Good bots, on the other hand, do exist, and they can provide benefits to retailers, such as creating better customer experiences highlighted in the following examples:
- Search engines: Even beyond Google, Bing and Baidu, there are hundreds of smaller search engines specializing in different types of consumer goods that help customers find products on your site.
- Online advertising: These third-party services can help retailers attract customers by evaluating the interests of visitors to various sites based on the content viewed and then presenting them with targeted content on pages where the advertiser operates.
- SEO, analytics or marketing: These services help consumers find you in product or brand searches and price comparisons, as well as evaluate the content of your site for attracting customers. In some cases, the crawlers that run these services can account for as much as 20 percent of bot traffic.
- Prioritizing partners: Reseller partners often rely on scraping to keep up with the changes on your website. While you don’t want to block them from accessing this important information, their heavy load has a significant impact on your site’s performance and, ultimately, the user’s experience. What do you do? What compromises are possible?

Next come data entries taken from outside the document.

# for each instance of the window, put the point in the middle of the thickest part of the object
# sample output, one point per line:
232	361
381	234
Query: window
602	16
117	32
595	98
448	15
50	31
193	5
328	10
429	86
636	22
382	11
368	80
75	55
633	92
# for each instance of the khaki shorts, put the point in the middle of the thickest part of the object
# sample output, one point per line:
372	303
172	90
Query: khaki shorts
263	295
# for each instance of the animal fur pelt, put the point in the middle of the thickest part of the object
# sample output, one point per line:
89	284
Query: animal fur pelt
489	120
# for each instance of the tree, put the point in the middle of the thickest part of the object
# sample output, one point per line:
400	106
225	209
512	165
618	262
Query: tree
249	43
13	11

- Web analytics: Regardless of good or bad bots, one common complaint of many retailers is the difficulty in analyzing website traffic data to improve the customer experience. To optimize the transaction rate of a site, businesses must monitor and manage a range of considerations, from page layout to content to ease of use. This requires data analysis based on how client systems are interacting with your site. With 40 percent to 60 percent of traffic generated by automated bots, however, any strategies designed based on this data risk misfiring.
How to Balance the Good With the Bad
To maximize the opportunities presented by good bots without exposing your business to the risks of the bad, retailers must shift their mind-set from one of bot mitigation to one of bot management. It’s also important to better understand the types of bots coming to your site as well as their goals. What are their impacts on your business? On your IT infrastructure?
In addition, talk with your IT team to learn about your bot policy. In addition to compromising the possibilities of good bots, simply blocking all bot traffic doesn't always address the root cause of bad bots, and can increase bot evasion. Finally, think about the kind of information you want to share as part of your online strategy. How can bots help you deliver better experiences? Are they hindering your ability to provide those experiences? Bot management, as opposed to mitigation, allows you to build a strategy that revolves around your business rather than the bots.
Renny Shen is senior product marketing manager at Akamai Technologies, a content delivery network (CDN) services provider.